This article first appeared in BTS Issue 4.
Global Exchange Programme (GEXP): The GEXP offers opportunities for students to spend Term 6 taking courses in world-class overseas universities with deep expertise in various fields.
By Koh Zhi Xin, Senior (Class of 2020)
Engineering Product Development (EPD)
My fondest memories in the UK include grey, dreary weather, and paying too much for microwaved meals at Tesco. As the only and first SUTD student to go on exchange at the University of Bristol, the experience was full of cultural shocks and a sense of general cluelessness. Nevertheless, I was immensely lucky; I made some great friends along the way, and explored some wonderful places. So if you ever find yourself in the UK, here’s a list of places to check out.
Of course, we can’t talk about being on exchange in the UK without mentioning London. A mere 2-hour bus ride away from Bristol (traffic and long waiting times notwithstanding), I visited London twice over the course of my exchange. Despite the suffocating crowds and screeching subway, I loved the city. It boasts a range of eclectic architecture, the most outstanding of which lie in the gothic styles of Westminster Abbey and St Pancras, and a diverse melting pot of cultures, evident in the numerous Michelin-starred fusion restaurants dotting the city.
Unsurprisingly, Bath is renowned for its historical, well, baths. Constructed as spas by the Romans in the 5th century, the original baths now exist as a museum, alongside a neighbouring modern spa. Besides the baths, the architecture throughout the city is notably Georgian, and being in Bath is oddly reminiscent of travelling back in time to centuries past.
Scottish Highlands, Scotland
This includes trudging through icy rivers in Glencoe, a 24-km hike on the West Highland Way, and visiting some hungry reindeers in Glenmore. The picturesque landscape of the Highlands is nothing like the mountain ranges seen in continental Europe; here, you get miles of vast rolling hills, misty lochs, and occasional flocks of sheep along the way. I visited just as winter began to set in, and the frost that sparkled on the coarse grass along the trails truly made for a mystical sight. Beyond the gorgeous views, I’d also recommend trying Scottish black pudding – it’s a breakfast food you’d hardly find anywhere else in the world.

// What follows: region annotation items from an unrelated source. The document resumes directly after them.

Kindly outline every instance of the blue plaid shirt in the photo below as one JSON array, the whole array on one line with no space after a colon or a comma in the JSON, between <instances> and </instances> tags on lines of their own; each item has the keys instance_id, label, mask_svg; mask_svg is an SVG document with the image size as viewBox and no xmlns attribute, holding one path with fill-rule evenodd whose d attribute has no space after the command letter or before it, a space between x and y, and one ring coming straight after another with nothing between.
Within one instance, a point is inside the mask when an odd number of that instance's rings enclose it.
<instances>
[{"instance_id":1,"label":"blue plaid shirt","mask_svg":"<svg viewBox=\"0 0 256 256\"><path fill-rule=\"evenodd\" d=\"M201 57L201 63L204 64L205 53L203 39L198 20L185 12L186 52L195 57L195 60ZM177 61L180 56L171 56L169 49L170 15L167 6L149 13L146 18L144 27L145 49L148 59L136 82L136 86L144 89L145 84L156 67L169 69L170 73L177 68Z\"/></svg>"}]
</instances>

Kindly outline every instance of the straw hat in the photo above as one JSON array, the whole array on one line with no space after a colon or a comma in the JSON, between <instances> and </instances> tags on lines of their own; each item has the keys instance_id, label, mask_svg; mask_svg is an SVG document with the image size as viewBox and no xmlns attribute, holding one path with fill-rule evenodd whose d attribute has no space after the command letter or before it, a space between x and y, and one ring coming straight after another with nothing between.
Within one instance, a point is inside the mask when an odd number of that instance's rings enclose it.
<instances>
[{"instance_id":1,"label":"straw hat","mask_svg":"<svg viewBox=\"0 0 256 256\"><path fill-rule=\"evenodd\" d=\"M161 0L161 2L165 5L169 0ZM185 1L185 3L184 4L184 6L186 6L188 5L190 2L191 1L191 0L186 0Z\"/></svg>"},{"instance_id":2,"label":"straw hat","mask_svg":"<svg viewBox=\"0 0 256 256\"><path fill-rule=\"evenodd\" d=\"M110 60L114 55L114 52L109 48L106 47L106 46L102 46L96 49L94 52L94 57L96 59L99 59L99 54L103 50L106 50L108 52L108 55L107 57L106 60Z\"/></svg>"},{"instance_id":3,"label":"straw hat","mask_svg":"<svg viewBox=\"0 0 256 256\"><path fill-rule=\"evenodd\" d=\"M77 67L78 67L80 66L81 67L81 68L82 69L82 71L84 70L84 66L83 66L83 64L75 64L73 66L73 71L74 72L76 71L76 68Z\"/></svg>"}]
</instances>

Giant’s Causeway, Northern Ireland
A 1-hour flight west of Scotland, you get a 180° change in scenery. Along the northern coast of Northern Ireland, amidst the rocky cliffs and howling winds, you see Giant’s Causeway. The home of Irish giant Fionn mac Cumhaill (or alternatively, the aftermath of a volcanic eruption), these interlocking basalt columns are iconic because of their almost perfect hexagonal structures. Other than the basalt columns, a clifftop walk along the coast also brings you past other interesting geological features – look out for Fionn’s chimney stacks and boot!
Objectively speaking, Bristol is definitely less attractive than London, or any of the other major UK cities. But if you dig a little deeper, Bristol has a wonderfully unique underground culture. It’s home to original Banksy graffiti and a vibrant music scene, from grungy techno clubs in cellars to old-school jazz pubs with brass bands.
Going on exchange in the UK was a wonderful experience, but it comes at a cost – staying in the UK was undeniably expensive. Food, transport, and accommodation costs there far surpass those in other European countries, so do keep budget in the forefront of your mind when applying to exchange programmes.